LanX has asked for the wisdom of the Perl Monks concerning the following question:
Maybe a non problem
perlre#Modifiers lists a many modifiers for regexes and at the moment I'm updating case insensitivity to a number of regexes which look like
s ~ match
~ replace
~ xegis;
so I was thinking about a "default order" to improve readability.
One aproach could be linguistic (my colleague proposed segxi in this case ;)
Another importance . Something like
- /g creates a totally new looping command, changing context behaviour
- /e is security relevant and s/// only
- /x allows multiline syntax
- ...
I'm aware that there are approaches to make xms default and facilitate readability.

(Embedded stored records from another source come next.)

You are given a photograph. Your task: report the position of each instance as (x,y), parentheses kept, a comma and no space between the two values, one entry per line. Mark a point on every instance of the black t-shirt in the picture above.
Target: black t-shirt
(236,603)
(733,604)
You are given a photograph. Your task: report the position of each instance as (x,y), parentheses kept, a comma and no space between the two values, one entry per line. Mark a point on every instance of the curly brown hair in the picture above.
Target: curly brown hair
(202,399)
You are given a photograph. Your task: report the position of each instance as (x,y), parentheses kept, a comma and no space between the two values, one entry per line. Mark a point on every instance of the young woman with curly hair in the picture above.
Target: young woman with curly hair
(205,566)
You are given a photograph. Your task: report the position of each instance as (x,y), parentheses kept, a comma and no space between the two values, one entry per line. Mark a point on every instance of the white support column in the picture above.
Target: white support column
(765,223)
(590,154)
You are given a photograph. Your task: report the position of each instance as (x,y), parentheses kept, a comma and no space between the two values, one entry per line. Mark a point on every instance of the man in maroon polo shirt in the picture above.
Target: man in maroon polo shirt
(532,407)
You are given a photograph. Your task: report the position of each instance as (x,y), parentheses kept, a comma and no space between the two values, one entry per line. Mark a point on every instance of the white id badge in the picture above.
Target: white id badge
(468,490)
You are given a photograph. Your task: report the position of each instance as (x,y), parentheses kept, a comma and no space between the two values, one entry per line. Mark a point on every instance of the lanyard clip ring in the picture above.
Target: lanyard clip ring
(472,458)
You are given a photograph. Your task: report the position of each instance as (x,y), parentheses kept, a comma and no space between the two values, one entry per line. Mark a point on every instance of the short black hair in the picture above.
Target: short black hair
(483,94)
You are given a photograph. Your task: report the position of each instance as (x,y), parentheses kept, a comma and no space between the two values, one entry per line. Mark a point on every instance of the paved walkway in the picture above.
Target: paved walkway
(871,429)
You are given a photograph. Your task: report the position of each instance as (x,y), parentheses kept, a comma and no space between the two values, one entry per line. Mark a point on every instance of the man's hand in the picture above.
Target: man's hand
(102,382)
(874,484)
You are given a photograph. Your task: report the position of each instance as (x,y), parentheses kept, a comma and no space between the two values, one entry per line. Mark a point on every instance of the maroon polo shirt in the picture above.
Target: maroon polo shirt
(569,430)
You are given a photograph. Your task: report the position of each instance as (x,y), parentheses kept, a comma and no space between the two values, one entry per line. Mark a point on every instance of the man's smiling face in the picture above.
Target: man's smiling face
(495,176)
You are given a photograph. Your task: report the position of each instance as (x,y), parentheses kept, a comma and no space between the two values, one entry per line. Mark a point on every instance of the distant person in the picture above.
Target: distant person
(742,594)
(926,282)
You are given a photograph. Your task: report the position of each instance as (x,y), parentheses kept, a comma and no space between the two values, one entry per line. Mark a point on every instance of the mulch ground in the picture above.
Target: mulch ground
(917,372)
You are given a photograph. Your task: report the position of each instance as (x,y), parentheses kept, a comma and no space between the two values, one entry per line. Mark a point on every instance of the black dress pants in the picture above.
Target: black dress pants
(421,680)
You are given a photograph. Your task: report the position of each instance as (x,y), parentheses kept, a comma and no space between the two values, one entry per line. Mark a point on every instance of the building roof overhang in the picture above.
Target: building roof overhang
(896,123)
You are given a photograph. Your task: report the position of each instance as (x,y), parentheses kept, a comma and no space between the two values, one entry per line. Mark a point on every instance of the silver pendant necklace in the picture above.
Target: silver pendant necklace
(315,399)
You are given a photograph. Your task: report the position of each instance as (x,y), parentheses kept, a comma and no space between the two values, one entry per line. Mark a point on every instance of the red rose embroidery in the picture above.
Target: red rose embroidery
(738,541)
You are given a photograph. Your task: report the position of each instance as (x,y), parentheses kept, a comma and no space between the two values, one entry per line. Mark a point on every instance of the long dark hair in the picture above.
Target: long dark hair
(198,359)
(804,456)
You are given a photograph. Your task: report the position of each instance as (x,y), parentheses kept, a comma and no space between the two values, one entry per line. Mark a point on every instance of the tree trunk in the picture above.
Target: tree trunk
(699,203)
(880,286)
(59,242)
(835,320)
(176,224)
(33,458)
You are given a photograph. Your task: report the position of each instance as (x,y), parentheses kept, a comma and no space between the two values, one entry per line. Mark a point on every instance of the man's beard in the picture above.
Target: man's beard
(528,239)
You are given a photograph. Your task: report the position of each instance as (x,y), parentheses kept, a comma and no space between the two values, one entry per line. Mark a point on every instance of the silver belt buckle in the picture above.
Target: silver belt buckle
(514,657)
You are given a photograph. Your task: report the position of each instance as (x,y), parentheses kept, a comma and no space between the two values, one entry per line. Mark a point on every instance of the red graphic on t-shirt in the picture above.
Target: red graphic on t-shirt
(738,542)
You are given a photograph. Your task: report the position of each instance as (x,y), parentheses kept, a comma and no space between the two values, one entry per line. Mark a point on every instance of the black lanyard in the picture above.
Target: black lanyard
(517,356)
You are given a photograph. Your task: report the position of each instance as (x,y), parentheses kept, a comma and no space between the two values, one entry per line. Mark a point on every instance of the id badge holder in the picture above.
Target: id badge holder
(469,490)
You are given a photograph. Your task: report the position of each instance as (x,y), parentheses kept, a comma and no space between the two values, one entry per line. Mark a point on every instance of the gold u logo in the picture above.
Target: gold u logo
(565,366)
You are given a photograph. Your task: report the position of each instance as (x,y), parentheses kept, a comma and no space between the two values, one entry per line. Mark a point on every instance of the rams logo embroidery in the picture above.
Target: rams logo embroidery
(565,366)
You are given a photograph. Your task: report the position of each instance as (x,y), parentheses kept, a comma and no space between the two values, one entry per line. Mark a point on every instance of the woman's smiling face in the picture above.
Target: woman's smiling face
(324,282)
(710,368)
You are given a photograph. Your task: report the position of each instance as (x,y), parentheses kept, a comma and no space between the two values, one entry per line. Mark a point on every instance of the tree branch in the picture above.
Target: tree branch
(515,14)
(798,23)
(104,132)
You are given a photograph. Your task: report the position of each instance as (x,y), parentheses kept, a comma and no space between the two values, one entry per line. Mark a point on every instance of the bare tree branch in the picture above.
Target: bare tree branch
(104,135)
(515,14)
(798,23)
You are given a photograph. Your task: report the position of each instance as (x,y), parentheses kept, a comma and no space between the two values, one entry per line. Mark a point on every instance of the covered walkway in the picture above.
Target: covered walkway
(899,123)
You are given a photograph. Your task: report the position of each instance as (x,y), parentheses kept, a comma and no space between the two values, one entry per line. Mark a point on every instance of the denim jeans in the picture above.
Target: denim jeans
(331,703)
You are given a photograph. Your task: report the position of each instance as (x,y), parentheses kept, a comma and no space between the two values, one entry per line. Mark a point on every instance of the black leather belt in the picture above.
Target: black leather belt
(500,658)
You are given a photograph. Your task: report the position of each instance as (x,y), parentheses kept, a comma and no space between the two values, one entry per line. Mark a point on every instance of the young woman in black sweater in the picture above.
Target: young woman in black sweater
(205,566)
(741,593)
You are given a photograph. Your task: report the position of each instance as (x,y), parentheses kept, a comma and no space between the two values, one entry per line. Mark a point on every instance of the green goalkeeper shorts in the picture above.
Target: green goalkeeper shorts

Suggestions? Ideas? Links?
Re: Best Practice: Order of regex modifiers?
by haukex (Archbishop) on Feb 01, 2017 at 15:28 UTC
|
Hi Rolf,
Most regexes I write only have a few modifiers, so it's hard to get confused no matter what order they are in, and in those cases I don't see order as a problem. Although I don't have a strong opinion on this, if I did have to settle on a standard, I might consider the order that Perl uses when regexes are stringified, e.g.
$ perl -wMstrict -le 'print qr/abc/msixpoun'
(?upmsixn:abc)
Although unfortunately, it seems this order doesn't match with the documentation, qr/STRING/msixpodualn, which is another possible ordering...
Update: Also, I often place those modifiers that change the behavior of the regex, like /gc, first, so they're immediately obvious.
Regards, -- Hauke D | [reply] [d/l] [select] |
|
Hi Hauke,
Thanks, I ignored the "natural order" of perldocs ;-)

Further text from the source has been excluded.